Machine learning is proving increasingly essential for business intelligence providers’ efforts to improve the productivity of their users. Birst Inc. joined the fray today by launching a new version of its embedded analytics platform.
It employs the technology to streamline several key parts of the data lifecycle, starting with the initial task of importing records for processing. The software can now suggest what information sources a worker should use for a given project based on their colleagues’ activity. As a result, users have to spend less energy sifting through the countless spreadsheets, business documents and other files in their companies’ networks. The company says feature could potentially save a lot of time in a large company with multiple analytics teams.

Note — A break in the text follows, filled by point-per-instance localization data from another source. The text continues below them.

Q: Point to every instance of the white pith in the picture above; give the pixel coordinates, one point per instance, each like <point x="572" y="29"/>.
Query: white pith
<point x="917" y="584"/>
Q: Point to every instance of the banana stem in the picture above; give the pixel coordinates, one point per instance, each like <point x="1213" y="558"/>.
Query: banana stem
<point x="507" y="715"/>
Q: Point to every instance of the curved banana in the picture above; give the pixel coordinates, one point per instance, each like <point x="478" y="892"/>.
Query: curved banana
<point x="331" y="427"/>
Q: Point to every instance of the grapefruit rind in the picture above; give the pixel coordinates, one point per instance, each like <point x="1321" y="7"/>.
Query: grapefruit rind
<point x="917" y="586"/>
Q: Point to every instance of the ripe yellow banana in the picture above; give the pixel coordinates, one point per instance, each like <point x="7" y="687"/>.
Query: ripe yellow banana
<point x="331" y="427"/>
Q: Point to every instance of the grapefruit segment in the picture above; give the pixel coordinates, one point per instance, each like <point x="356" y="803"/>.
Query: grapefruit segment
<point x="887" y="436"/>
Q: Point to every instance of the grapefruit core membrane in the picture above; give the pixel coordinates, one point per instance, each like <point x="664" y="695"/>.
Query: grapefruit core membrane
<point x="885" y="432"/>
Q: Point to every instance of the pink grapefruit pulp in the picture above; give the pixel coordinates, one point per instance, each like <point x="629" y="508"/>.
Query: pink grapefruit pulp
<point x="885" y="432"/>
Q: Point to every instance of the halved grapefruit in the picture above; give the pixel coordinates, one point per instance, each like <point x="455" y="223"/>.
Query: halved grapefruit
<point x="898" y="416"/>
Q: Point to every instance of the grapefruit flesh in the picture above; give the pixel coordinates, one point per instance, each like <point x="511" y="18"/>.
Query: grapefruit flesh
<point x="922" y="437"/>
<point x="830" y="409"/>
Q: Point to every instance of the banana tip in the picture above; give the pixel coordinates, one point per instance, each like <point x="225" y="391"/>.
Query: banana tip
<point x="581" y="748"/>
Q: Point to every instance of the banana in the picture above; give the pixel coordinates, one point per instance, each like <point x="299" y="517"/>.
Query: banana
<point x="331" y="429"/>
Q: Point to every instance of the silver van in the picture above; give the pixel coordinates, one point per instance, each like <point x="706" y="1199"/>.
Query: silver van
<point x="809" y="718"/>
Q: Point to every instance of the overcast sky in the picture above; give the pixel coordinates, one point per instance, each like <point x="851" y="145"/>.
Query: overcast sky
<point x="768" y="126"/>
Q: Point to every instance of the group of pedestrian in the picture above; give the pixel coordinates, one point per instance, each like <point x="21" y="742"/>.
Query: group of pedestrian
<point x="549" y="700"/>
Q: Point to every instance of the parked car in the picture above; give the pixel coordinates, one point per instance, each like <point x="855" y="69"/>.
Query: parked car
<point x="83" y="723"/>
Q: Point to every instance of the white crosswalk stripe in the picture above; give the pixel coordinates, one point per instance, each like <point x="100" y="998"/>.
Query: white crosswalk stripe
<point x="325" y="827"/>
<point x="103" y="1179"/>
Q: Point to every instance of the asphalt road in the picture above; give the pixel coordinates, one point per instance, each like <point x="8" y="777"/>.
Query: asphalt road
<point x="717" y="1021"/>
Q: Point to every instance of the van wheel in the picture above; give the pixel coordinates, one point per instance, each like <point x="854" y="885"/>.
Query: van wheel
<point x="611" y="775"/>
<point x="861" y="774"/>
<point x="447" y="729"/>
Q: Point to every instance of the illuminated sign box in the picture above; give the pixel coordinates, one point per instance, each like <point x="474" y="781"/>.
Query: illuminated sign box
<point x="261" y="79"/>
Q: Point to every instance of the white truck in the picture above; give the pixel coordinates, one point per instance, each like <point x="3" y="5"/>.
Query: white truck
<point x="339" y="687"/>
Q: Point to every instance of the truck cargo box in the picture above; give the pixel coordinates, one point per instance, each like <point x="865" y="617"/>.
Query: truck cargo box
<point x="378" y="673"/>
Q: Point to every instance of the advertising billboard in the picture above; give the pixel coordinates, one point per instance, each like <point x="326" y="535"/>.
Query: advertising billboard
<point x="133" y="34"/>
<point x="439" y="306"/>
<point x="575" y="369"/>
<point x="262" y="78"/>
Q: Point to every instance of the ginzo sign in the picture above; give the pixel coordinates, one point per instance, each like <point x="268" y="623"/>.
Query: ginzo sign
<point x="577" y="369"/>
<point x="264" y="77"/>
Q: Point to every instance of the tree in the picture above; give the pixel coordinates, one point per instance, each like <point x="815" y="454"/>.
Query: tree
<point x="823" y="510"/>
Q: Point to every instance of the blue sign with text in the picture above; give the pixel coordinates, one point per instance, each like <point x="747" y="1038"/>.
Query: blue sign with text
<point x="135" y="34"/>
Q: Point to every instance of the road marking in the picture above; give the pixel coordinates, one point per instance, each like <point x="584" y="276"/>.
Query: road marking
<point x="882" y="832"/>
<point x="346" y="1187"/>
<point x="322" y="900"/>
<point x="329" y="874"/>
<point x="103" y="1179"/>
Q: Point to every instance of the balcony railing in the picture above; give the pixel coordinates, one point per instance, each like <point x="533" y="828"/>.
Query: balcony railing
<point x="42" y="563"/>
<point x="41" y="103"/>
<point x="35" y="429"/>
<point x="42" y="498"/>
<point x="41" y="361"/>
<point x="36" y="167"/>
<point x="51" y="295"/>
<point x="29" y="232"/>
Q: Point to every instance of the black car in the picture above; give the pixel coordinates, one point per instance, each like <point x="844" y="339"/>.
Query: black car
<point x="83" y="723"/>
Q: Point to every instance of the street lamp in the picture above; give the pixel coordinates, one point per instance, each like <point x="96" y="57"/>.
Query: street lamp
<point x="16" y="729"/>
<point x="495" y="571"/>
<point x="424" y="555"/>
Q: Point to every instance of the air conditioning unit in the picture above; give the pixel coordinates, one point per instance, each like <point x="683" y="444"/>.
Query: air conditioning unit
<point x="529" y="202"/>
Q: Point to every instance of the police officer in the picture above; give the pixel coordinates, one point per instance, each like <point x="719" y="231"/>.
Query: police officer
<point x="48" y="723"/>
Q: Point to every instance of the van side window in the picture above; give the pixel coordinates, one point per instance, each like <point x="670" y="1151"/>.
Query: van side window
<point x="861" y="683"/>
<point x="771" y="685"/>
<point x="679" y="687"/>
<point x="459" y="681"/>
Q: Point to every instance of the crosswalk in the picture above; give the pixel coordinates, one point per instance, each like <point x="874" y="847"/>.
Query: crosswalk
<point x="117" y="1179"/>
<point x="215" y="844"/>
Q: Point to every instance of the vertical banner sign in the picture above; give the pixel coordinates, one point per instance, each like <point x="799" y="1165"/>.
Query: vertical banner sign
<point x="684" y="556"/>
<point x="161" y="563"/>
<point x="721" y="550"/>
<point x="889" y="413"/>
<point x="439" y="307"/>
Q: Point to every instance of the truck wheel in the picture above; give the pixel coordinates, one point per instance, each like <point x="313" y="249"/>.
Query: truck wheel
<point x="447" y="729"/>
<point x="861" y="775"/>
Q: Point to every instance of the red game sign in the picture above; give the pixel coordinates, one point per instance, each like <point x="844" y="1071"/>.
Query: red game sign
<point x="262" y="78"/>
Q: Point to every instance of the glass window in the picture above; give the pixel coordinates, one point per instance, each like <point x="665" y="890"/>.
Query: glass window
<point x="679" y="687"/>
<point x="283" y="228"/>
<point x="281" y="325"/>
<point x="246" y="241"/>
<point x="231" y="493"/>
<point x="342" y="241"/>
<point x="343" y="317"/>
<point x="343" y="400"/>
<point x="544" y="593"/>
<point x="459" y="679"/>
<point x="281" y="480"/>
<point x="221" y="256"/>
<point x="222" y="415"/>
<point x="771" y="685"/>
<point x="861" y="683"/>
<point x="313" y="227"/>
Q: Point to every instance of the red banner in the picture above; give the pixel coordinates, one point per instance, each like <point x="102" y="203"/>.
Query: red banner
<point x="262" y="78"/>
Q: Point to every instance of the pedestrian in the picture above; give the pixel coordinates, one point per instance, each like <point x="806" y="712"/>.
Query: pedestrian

After a business intelligence analyst has identified the data they require, he or she can use Birst’s built-in connectors to import it from the source system. The startup says that its newly added machine learning algorithms automatically configure each connector to reduce the amount of manual work involved in the process. Then once the information is ready for processing, a revamped data preparation console makes it possible to quickly start uncovering patterns.
Birst logs every change that users make to ensure that issues discovered later down the line can be traced back to the source. This metadata is accessible through a “semantic layer” that doubles as a way for teams to share key findings with one another. An analyst tasked with assessing their company’s sales performance, for example, could employ the feature to pull reports created by their peers and produce a more complete view of operations.
The new features complement the visualization engine that Birst introduced as part of the previous major update to its platform. The startup has been investing heavily in feature development since its $65 million funding round last May, which was led by Wellington Management Company LLP. The investment giant was joined by all of Birst’s existing backers including Silicon Valley heavyweight Sequoia Capital, Hummer Winblad, DAG Ventures and Northgate Capital.